As Jabrill Peppers popularized the “viper”, a hybrid safety-linebacker, position at Michigan Stadium 37 miles to the northeast, Foster played a similar role for West Bloomfield.

“I have three kids on my football team like that right now,” Bellamy said. “I tell Evan, we call it the ‘Evan Foster.’ I got (a) linebacker whose name is Lance Dixon, 2019. He just committed to Penn State, 6-foot-3, 210 pounds, runs a 4.4. Well guess who that is? It’s Evan Foster.”

The Orange transitions to a 4-2-5 defense this season, removing the third linebacker from the field — meaning Evan will have to play with more physicality, Bellamy said.

Foster views it as a matter of confidence. It’s less about his ability to play physically, he said, but his comfort level getting downhill and making plays near the line of scrimmage. He wasn’t sure of himself last season.

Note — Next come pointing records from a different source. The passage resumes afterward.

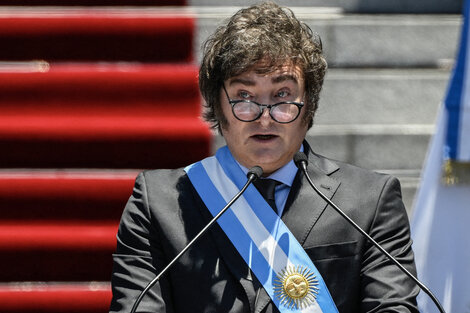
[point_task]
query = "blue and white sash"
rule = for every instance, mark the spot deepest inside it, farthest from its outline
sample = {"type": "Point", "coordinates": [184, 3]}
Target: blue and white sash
{"type": "Point", "coordinates": [265, 243]}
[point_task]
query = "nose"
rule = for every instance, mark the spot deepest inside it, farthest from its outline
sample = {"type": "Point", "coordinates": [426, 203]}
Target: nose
{"type": "Point", "coordinates": [265, 119]}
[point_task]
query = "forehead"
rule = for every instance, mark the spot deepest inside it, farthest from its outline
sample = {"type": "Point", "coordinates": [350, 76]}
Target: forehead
{"type": "Point", "coordinates": [259, 75]}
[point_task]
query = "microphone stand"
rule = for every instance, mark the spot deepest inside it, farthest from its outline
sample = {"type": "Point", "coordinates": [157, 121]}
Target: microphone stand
{"type": "Point", "coordinates": [254, 173]}
{"type": "Point", "coordinates": [301, 162]}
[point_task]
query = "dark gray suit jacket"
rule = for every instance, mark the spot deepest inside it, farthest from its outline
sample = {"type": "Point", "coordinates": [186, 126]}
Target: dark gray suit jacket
{"type": "Point", "coordinates": [164, 213]}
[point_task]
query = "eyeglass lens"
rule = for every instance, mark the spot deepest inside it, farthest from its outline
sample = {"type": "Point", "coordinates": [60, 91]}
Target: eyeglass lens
{"type": "Point", "coordinates": [249, 111]}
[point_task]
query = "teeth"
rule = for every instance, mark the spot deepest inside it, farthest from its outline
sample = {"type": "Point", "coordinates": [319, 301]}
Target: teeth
{"type": "Point", "coordinates": [264, 136]}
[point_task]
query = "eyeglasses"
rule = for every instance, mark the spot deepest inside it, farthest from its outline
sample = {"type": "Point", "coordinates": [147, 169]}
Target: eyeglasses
{"type": "Point", "coordinates": [249, 111]}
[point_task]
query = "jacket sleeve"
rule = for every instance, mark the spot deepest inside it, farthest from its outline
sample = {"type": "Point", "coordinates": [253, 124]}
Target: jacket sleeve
{"type": "Point", "coordinates": [385, 288]}
{"type": "Point", "coordinates": [138, 258]}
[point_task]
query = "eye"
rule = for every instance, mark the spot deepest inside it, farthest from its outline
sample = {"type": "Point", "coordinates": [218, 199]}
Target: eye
{"type": "Point", "coordinates": [283, 94]}
{"type": "Point", "coordinates": [244, 95]}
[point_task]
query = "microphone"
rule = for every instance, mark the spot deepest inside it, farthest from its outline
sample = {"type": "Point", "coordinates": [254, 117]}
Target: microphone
{"type": "Point", "coordinates": [301, 161]}
{"type": "Point", "coordinates": [253, 174]}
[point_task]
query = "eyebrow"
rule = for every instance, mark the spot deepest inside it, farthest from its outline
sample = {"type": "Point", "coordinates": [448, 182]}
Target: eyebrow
{"type": "Point", "coordinates": [284, 77]}
{"type": "Point", "coordinates": [277, 79]}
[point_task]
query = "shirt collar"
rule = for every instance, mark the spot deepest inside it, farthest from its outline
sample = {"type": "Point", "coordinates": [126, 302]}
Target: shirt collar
{"type": "Point", "coordinates": [285, 174]}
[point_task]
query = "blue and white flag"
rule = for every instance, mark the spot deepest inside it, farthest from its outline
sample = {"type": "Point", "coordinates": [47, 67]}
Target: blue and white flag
{"type": "Point", "coordinates": [440, 226]}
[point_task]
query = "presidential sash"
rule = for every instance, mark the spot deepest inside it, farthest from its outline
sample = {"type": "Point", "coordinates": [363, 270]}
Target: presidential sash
{"type": "Point", "coordinates": [265, 243]}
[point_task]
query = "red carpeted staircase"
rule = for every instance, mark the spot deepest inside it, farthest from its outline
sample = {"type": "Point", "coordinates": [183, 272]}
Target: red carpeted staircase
{"type": "Point", "coordinates": [88, 97]}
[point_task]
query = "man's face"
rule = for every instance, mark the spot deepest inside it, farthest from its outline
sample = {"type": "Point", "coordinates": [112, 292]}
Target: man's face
{"type": "Point", "coordinates": [264, 142]}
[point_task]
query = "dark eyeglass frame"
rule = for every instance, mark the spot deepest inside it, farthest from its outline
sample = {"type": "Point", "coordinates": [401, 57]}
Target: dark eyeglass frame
{"type": "Point", "coordinates": [261, 108]}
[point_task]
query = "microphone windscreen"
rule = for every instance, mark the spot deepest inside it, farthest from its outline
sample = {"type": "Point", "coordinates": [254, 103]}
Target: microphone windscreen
{"type": "Point", "coordinates": [255, 170]}
{"type": "Point", "coordinates": [299, 158]}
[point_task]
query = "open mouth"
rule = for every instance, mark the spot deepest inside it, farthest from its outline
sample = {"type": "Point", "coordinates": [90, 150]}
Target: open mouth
{"type": "Point", "coordinates": [264, 137]}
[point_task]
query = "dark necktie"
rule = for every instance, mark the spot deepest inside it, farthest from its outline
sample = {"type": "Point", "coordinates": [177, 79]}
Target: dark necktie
{"type": "Point", "coordinates": [266, 187]}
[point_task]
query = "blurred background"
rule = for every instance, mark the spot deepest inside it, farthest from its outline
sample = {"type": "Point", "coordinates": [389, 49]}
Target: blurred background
{"type": "Point", "coordinates": [93, 91]}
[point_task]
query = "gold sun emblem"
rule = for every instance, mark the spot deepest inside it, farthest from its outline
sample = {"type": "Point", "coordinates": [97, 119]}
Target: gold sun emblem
{"type": "Point", "coordinates": [296, 287]}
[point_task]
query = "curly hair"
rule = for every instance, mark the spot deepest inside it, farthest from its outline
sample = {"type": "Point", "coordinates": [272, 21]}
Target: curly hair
{"type": "Point", "coordinates": [265, 32]}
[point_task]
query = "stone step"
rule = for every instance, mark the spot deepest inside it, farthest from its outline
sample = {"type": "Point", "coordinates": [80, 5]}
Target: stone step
{"type": "Point", "coordinates": [358, 6]}
{"type": "Point", "coordinates": [401, 147]}
{"type": "Point", "coordinates": [352, 40]}
{"type": "Point", "coordinates": [381, 96]}
{"type": "Point", "coordinates": [399, 155]}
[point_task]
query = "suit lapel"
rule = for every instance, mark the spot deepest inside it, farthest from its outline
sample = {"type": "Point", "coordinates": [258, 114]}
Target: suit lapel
{"type": "Point", "coordinates": [304, 206]}
{"type": "Point", "coordinates": [229, 254]}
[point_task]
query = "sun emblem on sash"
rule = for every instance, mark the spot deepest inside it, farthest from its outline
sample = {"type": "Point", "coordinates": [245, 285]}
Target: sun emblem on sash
{"type": "Point", "coordinates": [296, 287]}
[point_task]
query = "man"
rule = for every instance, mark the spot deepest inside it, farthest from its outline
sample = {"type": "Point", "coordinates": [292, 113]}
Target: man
{"type": "Point", "coordinates": [261, 76]}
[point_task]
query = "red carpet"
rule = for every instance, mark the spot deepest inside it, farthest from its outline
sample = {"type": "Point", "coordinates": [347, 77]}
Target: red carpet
{"type": "Point", "coordinates": [116, 93]}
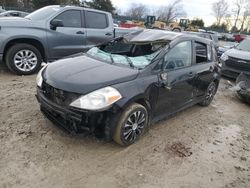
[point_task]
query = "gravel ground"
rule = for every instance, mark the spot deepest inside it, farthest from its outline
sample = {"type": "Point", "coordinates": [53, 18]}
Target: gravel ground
{"type": "Point", "coordinates": [199, 147]}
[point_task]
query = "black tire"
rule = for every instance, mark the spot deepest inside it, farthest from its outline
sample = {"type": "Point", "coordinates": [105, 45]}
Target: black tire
{"type": "Point", "coordinates": [30, 50]}
{"type": "Point", "coordinates": [209, 96]}
{"type": "Point", "coordinates": [130, 127]}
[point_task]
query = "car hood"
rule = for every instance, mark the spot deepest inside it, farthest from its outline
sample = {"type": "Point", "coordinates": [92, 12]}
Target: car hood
{"type": "Point", "coordinates": [84, 74]}
{"type": "Point", "coordinates": [238, 54]}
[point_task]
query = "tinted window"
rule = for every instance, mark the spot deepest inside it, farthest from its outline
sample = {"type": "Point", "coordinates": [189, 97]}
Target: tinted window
{"type": "Point", "coordinates": [244, 45]}
{"type": "Point", "coordinates": [70, 18]}
{"type": "Point", "coordinates": [96, 20]}
{"type": "Point", "coordinates": [178, 57]}
{"type": "Point", "coordinates": [43, 13]}
{"type": "Point", "coordinates": [201, 52]}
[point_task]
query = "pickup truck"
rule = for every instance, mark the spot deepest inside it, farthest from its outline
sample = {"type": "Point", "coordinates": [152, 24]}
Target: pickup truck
{"type": "Point", "coordinates": [51, 33]}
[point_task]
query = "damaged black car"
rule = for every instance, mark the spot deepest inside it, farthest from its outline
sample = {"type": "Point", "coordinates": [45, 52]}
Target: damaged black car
{"type": "Point", "coordinates": [121, 87]}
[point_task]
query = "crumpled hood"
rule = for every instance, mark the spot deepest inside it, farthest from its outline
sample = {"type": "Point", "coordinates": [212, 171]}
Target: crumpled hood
{"type": "Point", "coordinates": [18, 22]}
{"type": "Point", "coordinates": [84, 74]}
{"type": "Point", "coordinates": [239, 54]}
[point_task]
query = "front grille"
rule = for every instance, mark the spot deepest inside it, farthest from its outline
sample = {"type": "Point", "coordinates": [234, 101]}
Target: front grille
{"type": "Point", "coordinates": [238, 64]}
{"type": "Point", "coordinates": [60, 97]}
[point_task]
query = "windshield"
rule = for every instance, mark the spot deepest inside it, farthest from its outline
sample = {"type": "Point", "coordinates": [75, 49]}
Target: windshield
{"type": "Point", "coordinates": [42, 13]}
{"type": "Point", "coordinates": [139, 62]}
{"type": "Point", "coordinates": [244, 45]}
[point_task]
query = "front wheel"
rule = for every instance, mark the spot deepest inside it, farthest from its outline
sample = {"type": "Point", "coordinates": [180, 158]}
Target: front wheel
{"type": "Point", "coordinates": [23, 59]}
{"type": "Point", "coordinates": [209, 96]}
{"type": "Point", "coordinates": [131, 125]}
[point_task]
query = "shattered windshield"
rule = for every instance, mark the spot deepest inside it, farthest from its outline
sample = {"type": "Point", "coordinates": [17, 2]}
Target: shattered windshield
{"type": "Point", "coordinates": [244, 45]}
{"type": "Point", "coordinates": [133, 55]}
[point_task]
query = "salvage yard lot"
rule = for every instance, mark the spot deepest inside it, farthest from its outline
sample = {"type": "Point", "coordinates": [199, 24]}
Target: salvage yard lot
{"type": "Point", "coordinates": [199, 147]}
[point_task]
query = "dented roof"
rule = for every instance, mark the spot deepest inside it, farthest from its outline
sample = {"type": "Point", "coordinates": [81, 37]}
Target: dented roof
{"type": "Point", "coordinates": [151, 35]}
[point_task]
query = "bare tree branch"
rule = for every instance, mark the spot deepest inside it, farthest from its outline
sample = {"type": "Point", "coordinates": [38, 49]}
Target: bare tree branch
{"type": "Point", "coordinates": [220, 9]}
{"type": "Point", "coordinates": [172, 11]}
{"type": "Point", "coordinates": [137, 11]}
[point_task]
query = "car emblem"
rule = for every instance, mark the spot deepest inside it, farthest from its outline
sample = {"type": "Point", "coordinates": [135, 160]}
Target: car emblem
{"type": "Point", "coordinates": [242, 61]}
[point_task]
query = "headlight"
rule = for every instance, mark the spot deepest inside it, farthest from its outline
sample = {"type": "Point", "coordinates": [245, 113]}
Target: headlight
{"type": "Point", "coordinates": [97, 100]}
{"type": "Point", "coordinates": [224, 57]}
{"type": "Point", "coordinates": [39, 78]}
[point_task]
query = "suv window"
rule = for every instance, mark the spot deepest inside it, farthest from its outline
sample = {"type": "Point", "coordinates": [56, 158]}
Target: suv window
{"type": "Point", "coordinates": [201, 52]}
{"type": "Point", "coordinates": [179, 56]}
{"type": "Point", "coordinates": [96, 20]}
{"type": "Point", "coordinates": [70, 18]}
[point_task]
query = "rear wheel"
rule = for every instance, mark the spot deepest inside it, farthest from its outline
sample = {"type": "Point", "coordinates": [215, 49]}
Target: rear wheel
{"type": "Point", "coordinates": [176, 30]}
{"type": "Point", "coordinates": [209, 96]}
{"type": "Point", "coordinates": [23, 59]}
{"type": "Point", "coordinates": [131, 125]}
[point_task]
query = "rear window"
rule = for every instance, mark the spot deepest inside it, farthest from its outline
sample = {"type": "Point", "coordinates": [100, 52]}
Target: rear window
{"type": "Point", "coordinates": [70, 18]}
{"type": "Point", "coordinates": [96, 20]}
{"type": "Point", "coordinates": [201, 52]}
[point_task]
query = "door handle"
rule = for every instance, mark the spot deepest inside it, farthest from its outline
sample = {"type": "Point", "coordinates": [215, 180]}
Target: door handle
{"type": "Point", "coordinates": [108, 34]}
{"type": "Point", "coordinates": [80, 33]}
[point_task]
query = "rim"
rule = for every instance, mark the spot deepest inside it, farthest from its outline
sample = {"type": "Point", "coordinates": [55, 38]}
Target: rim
{"type": "Point", "coordinates": [134, 126]}
{"type": "Point", "coordinates": [25, 60]}
{"type": "Point", "coordinates": [210, 93]}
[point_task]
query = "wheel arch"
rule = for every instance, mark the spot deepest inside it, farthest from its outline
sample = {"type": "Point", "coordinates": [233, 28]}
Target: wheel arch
{"type": "Point", "coordinates": [31, 41]}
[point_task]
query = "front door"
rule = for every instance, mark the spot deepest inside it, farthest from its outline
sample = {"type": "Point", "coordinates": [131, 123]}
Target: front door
{"type": "Point", "coordinates": [178, 76]}
{"type": "Point", "coordinates": [68, 39]}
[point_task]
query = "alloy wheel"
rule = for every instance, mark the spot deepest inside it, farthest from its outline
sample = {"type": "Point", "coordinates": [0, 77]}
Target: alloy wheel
{"type": "Point", "coordinates": [134, 126]}
{"type": "Point", "coordinates": [25, 60]}
{"type": "Point", "coordinates": [210, 92]}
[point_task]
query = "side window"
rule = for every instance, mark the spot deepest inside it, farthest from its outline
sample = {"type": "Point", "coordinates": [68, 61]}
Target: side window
{"type": "Point", "coordinates": [96, 20]}
{"type": "Point", "coordinates": [70, 18]}
{"type": "Point", "coordinates": [201, 52]}
{"type": "Point", "coordinates": [179, 56]}
{"type": "Point", "coordinates": [15, 14]}
{"type": "Point", "coordinates": [215, 57]}
{"type": "Point", "coordinates": [209, 53]}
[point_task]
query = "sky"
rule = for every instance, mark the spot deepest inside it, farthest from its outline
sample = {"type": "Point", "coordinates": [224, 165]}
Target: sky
{"type": "Point", "coordinates": [194, 8]}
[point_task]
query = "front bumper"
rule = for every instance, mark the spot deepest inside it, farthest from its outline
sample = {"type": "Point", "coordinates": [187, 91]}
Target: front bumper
{"type": "Point", "coordinates": [230, 72]}
{"type": "Point", "coordinates": [71, 120]}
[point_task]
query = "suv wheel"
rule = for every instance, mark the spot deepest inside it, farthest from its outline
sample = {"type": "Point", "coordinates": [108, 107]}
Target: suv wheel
{"type": "Point", "coordinates": [23, 59]}
{"type": "Point", "coordinates": [131, 125]}
{"type": "Point", "coordinates": [209, 96]}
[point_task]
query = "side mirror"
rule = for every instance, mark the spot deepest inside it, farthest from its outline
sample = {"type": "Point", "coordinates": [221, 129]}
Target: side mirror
{"type": "Point", "coordinates": [56, 23]}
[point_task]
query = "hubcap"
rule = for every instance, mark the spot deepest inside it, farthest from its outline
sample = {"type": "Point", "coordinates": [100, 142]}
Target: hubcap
{"type": "Point", "coordinates": [210, 92]}
{"type": "Point", "coordinates": [134, 126]}
{"type": "Point", "coordinates": [25, 60]}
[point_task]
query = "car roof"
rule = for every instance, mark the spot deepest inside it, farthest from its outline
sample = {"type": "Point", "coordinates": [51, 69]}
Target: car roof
{"type": "Point", "coordinates": [155, 35]}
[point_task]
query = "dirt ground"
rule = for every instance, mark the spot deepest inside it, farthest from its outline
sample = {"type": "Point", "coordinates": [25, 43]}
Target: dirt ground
{"type": "Point", "coordinates": [199, 147]}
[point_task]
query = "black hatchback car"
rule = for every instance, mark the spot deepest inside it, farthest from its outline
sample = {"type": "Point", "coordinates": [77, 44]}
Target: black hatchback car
{"type": "Point", "coordinates": [120, 87]}
{"type": "Point", "coordinates": [236, 60]}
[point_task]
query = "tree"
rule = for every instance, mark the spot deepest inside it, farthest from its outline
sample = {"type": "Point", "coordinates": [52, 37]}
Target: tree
{"type": "Point", "coordinates": [171, 12]}
{"type": "Point", "coordinates": [220, 9]}
{"type": "Point", "coordinates": [238, 6]}
{"type": "Point", "coordinates": [137, 11]}
{"type": "Point", "coordinates": [105, 5]}
{"type": "Point", "coordinates": [197, 22]}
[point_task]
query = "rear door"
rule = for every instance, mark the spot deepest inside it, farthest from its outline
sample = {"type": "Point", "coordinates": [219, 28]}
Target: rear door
{"type": "Point", "coordinates": [204, 66]}
{"type": "Point", "coordinates": [179, 74]}
{"type": "Point", "coordinates": [68, 39]}
{"type": "Point", "coordinates": [98, 27]}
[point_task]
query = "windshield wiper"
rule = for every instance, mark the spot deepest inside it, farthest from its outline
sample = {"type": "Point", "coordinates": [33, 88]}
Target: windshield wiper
{"type": "Point", "coordinates": [130, 62]}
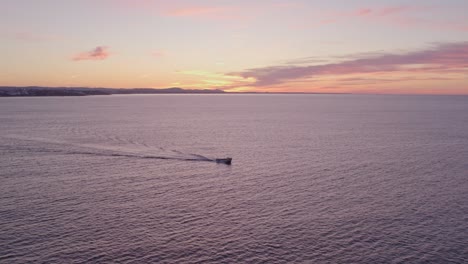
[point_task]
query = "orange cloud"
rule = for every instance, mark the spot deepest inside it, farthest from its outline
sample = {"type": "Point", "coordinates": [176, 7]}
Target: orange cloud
{"type": "Point", "coordinates": [196, 11]}
{"type": "Point", "coordinates": [443, 58]}
{"type": "Point", "coordinates": [99, 53]}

But after a year of being pushed harder than ever by Monroe, Foster feels he’s there.

“Being able to mess up and hone in on my mistakes and understand what I’m doing wrong and just allows me — really it’s a mind thing,” Foster said, “and it allows your feet to do the job.”

After building up and surging forward in 2015, Foster seems primed for the same in 2018. Bellamy, Aaron and Darryl agree that when the mental, physical and psychological traits come into focus, Foster will skip forward once more.

Only this time, Foster needs to leap.

“Yeah you’re playing, you’re making plays,” Bellamy said. “But are the scouts stopping your film? And rewinding and watching it again? And rewinding it? And watching it again?

“The moment that happens, that’s the moment you become a first-round draft pick.”